| Thanks all... I think i got it...
| Interestingly enough..
|
| If I do...
| StringBuilder sb = new StringBuilder(10000000);
| for (int i=0; i<100; i++)
| sb.Append("Hello World");
| string a1 = sb.ToString();
|
| and..
| StringBuilder sb = new StringBuilder();
| for (int i=0; i<100; i++)
| sb.Append("Hello World");
| string a2 = sb.ToString();
|
| in this case, a1 actually takes LESS physical memory then a2. a1 gets
| trimmed while a2 returns the internal string.
| i guess the lesson is to put a capacity whenever possible. but that
| also has drawbacks..
|
Right, what you see here is the result of an optimization.
Let me try to explain what's happening ....
First you need to know how a SB and a String looks like on the managed heap,
this is how a StringBuilder object looks:
<standard object header> // to IntPtr sized values, not relevant here
IntPtr m_currentThread;
int m_maxCapacity;
string m_StringValue;
while a String looks like:
<object header>
int m_arrayLength;
int m_stringLength;
char m_firstChar;
In the first case, you create a SB with capacity 10000000, that means that
the size of the underlying String object is larger than 85Kb, so, the String
will end on the Large Object Heap (LOH).
Then you start filling the string buffer, the result at the end of the loop
looks like:
Your StrinBuilder sb on the Gen0 heap
m_currentThread = xxxx // not important here
m_maxCapacity = 2147483647 // 2GB
m_StringValue = 03271000 // reference - points to a string on the
LOH (value as a sample)
m_arrayLength = 10000001 // Buffer space (in no. of char)
m_stringLength = 1100 // actual string Length
m_firstChar = 'H' // First char in buffer (start of buffer
.... // following chars
.... = 'd' // last char of string (buffer position 1100)
.... = 0x0000 // last char in buffer (buffer position 1101)
Now when you execute ... sb.ToString();
the CLR rightfully decides that this String object doesn't belong to the LOH
(is < 85Kb), so he creates a new String on the Gen0 heap and returns it's
reference in a1, the new string object looks now like:
m_arrayLength = 1101 // Buffer space (in no. of char)
m_stringLength = 1100 // actual string Length
m_firstChar = 'H' // First char in buffer (start of buffer
.... // following chars
.... = 'd' // last char of string (buffer position 1100)
.... = 0x0000
Notice the new m_arrayLength of 1100 ...
Note that the m_arrayLength = 10000001 has never been committed, only
reserved that is why you don't see this allocated in physical memory.
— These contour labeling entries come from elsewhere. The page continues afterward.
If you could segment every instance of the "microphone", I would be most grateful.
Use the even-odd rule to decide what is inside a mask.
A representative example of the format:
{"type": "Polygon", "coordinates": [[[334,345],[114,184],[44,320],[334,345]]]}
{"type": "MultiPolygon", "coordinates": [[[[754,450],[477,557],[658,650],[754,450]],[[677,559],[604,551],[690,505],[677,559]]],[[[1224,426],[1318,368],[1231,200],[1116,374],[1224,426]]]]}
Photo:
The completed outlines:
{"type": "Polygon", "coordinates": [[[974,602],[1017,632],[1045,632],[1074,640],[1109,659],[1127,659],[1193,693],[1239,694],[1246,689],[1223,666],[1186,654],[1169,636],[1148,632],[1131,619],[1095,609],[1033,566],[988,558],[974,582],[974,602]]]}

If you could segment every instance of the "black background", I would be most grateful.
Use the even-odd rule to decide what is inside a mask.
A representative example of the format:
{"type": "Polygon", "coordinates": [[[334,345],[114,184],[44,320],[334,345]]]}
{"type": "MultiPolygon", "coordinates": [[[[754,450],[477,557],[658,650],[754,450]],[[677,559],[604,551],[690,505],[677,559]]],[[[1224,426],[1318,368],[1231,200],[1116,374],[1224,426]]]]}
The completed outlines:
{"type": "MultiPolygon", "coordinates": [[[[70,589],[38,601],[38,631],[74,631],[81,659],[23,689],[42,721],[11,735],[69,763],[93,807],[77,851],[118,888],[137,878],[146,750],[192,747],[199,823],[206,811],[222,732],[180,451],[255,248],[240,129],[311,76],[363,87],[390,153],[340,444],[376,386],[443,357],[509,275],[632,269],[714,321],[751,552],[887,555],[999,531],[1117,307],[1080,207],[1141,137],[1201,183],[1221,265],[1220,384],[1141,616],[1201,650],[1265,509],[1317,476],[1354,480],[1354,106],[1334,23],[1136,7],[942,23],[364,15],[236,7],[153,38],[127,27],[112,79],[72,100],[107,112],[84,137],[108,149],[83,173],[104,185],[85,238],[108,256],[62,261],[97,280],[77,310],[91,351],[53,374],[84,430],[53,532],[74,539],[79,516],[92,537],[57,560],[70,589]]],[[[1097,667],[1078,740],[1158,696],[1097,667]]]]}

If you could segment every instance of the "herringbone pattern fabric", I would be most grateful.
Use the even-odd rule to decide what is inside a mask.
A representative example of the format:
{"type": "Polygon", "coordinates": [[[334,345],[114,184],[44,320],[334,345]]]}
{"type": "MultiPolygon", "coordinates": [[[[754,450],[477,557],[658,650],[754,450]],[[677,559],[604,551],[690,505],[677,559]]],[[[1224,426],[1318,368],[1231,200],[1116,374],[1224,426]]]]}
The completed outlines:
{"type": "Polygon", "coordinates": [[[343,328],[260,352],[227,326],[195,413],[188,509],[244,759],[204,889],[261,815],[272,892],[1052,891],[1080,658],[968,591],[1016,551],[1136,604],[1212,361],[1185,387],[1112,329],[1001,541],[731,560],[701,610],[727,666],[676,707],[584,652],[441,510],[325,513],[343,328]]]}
What's happening in the second case is:
A SB is created on the Gen0 heap and looks like:
m_currentThread = xxxx // not important here
m_maxCapacity = 2147483647 // 2GB
m_StringValue = 01274e34 // reference - points to a string on the Gen0
heap(value as a sample)
and the underlying String object at the end of the loop:
m_arrayLength = 2049 // Buffer space (in no. of char)
m_stringLength = 1100 // actual string Length
m_firstChar = 'H' // First char in buffer (start of buffer
.... // following chars
.... = 'd' // last char of string (buffer position 1100)
.... = 0x0000
Notice the m_arrayLength ...
But before you get this final string, a number of temporary strings need to
be build. Remember that the SB starts with an m_arrayLength = 17 (16 + 1 for
the 0x0000 string termination char).
That means that after the loop you have effectively created 8 intermediate
string objects (16, 32, 64, ...2048).
That means that you have wasted some memory, but also some CPU cycles, more,
you also put some additional stress on the GC which will have to clean-up
the intermediate objects.
Conclusion: you should try to pre-allocate SB's whenever possible. Note that
this is especially important for server applications and for client
(WinForms) applications that need to run in Terminal Server environments.
Hope this clears things up a bit
Willy.